Google pays taxes in every country where it has a presence, the multinational tech giant’s Europe vice president Carlo d’Asaro Biondo said Friday as the company faces a raft of fiscal probes across the continent
“The taxes are paid overwhelming where the value is created. And Google creates most of tis value in the United States,” D’Asaro Biondo told radio France Info.
He was speaking the day after Google’s offices in Madrid were searched in a tax probe, just over a month after police raided the Internet giant in Paris in a similar investigation.
“We have an overall tax rate of approximately 20 percent. This is within the OECD (Organisation for Economic Co-operation and Development) average,” the Google executive said.
In January, the company agreed to pay £130 million (157 million euros, $175 million) in back taxes in Britain after a government inquiry sparked by a public outcry.
Italy has also demanded more than 200 million euros from Google, which is accused of perpetrating tax fraud there.

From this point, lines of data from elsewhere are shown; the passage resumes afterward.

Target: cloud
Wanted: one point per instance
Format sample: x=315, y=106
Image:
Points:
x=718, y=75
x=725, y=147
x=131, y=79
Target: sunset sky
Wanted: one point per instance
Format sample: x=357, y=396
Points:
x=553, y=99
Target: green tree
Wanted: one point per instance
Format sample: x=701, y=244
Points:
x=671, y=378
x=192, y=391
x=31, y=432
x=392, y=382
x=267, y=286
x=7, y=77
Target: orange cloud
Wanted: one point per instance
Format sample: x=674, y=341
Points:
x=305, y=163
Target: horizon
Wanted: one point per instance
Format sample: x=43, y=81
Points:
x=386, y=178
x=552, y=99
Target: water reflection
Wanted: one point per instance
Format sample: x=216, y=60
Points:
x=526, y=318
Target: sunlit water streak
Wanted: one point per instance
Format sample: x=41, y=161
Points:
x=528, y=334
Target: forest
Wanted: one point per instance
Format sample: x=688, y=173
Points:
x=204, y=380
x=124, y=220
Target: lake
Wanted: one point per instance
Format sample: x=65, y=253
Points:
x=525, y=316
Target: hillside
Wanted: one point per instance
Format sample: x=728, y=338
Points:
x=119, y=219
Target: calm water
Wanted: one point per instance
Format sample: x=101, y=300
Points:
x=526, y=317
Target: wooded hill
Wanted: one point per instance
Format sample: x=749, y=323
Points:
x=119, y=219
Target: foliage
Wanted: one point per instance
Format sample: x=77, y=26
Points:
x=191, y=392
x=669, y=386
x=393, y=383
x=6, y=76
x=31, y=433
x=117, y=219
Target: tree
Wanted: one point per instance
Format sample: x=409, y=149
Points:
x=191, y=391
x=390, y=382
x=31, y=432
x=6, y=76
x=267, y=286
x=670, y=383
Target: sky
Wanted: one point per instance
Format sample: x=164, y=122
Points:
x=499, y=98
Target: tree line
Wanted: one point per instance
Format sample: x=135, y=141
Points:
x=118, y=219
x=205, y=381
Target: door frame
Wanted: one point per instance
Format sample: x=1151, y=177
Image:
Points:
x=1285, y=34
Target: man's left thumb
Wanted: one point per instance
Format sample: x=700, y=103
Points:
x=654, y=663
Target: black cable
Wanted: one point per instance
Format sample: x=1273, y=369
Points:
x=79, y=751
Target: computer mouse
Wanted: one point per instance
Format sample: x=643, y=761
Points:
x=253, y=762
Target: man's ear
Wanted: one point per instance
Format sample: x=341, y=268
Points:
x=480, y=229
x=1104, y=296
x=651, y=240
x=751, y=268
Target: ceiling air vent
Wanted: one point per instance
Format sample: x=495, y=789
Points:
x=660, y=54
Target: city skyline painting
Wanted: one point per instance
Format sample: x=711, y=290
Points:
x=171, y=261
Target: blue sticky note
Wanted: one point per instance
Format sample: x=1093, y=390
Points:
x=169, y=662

Like other US-based online multinationals, such as Amazon and Facebook, Google is regularly accused of not paying its fair share of tax both in Europe and in the United States, registering instead in low tax havens.
In Ireland, where the corporate tax rate of 12.5 percent is among the lowest in the European Union, Google has over 5,000 employees.
The company has also invested over 10 billion euros there, said D’Asaro Biondo.
“The choices regarding fiscal laws in each country were made by the European Commission... today we apply them,” he argued, while urging a change in the rules in order to adapt to the increasing globalisation of large companies.
Google faces fresh EU anti-competition charges, this time targeting the search engine giant’s advertising business, sources close to the matter told AFP on Tuesday.
“It’s normal that there are controls on a company of our size,” said D’Asaro Biondo, adding that Google would continue to “collaborate” with the European Commission on the matter.